Graham Rowe

Personal information
- Full name: Graham Edward Rowe
- Date of birth: 28 August 1945 (age 80)
- Place of birth: Southport, England
- Position: Defender

Senior career*
- Years: Team / Apps / (Gls)
- 1963–1971: Blackpool / 105 / (12)
- 1970–1971: → Tranmere Rovers (loan) / 7 / (0)
- 1971–1972: Bolton Wanderers / 6 / (0)
- Total:  / 118 / (12)

= Graham Rowe =

English footballer

Graham Edward Rowe (born 28 August 1945 in Southport, Lancashire) is an English former professional footballer. He played as a defender.

Rowe began his career just up the Lancashire coast at Ron Suart's Blackpool in 1963. He made his debut on 1 February 1963, in a draw at Wolves. He went on to make a further ten league appearances in the 1963–64 season and scored one goal, in a 3–2 victory over Blackburn Rovers at Bloomfield Road on 30 March 1963.

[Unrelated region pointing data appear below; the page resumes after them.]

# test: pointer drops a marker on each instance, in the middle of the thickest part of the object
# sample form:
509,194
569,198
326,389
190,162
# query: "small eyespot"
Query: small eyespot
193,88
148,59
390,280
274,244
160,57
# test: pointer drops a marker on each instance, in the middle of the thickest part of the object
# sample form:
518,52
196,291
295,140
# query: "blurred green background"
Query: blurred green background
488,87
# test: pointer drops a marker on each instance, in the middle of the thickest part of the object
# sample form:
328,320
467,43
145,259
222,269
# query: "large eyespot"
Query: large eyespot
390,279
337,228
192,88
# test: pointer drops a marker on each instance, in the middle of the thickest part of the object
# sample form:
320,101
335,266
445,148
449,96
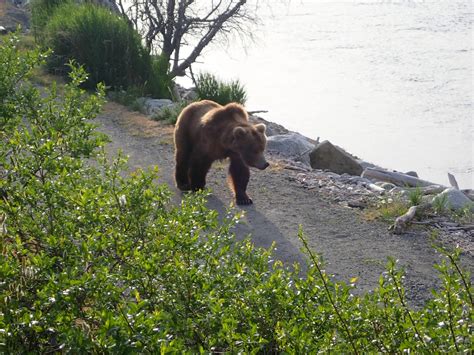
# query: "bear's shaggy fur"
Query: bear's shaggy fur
205,132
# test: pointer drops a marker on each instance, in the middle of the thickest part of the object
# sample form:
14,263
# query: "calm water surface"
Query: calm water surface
390,81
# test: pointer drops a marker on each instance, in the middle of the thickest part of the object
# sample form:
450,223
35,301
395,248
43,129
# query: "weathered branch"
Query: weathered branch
402,222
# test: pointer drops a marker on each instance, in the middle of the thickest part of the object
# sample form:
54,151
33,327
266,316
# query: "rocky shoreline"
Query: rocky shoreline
354,183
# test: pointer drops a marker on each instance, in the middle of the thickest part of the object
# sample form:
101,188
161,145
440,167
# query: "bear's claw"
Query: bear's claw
244,201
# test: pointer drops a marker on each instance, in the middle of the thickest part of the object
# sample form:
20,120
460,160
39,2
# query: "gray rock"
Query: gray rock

In 1964–65, Rowe was a regular in the defence, making 23 league appearances and scoring four goals. The following season, 1965–66, saw him make limited appearances, just thirteen overall. The same applied for 1966–67.

In Stan Mortensen's first full season in the manager's hotseat, Rowe again only saw action for a quarter of the season. He did score his first goal in two season, however, in a 2–1 win at Norwich City on 20 April 1968.

Season 1968–69 saw Mortensen move Rowe into a forward position for part of the season. It seemed to work, as he finished third-top scorer behind Alan Suddick and Ronnie Brown with six goals. This included a hat-trick in a 6–0 whitewash of Bury at Bloomfield Road on 23 November 1968.

In 1969–70, Rowe made just six league appearances. He scored one goal in the League Cup, in a 3–1 second-round victory over Gillingham on 3 September 1969.

Rowe's final season at Blackpool, 1970–71, saw him make five league appearances, partly because he joined Tranmere Rovers on loan during the season. He scored in the League Cup again, this time in a 4–1 victory over Newport County on 9 September 1970.

His final appearance for Blackpool occurred on 13 April 1971, in a draw at Stoke City.

Rowe finished his career with Bolton Wanderers in 1972, making six appearances for the Trotters.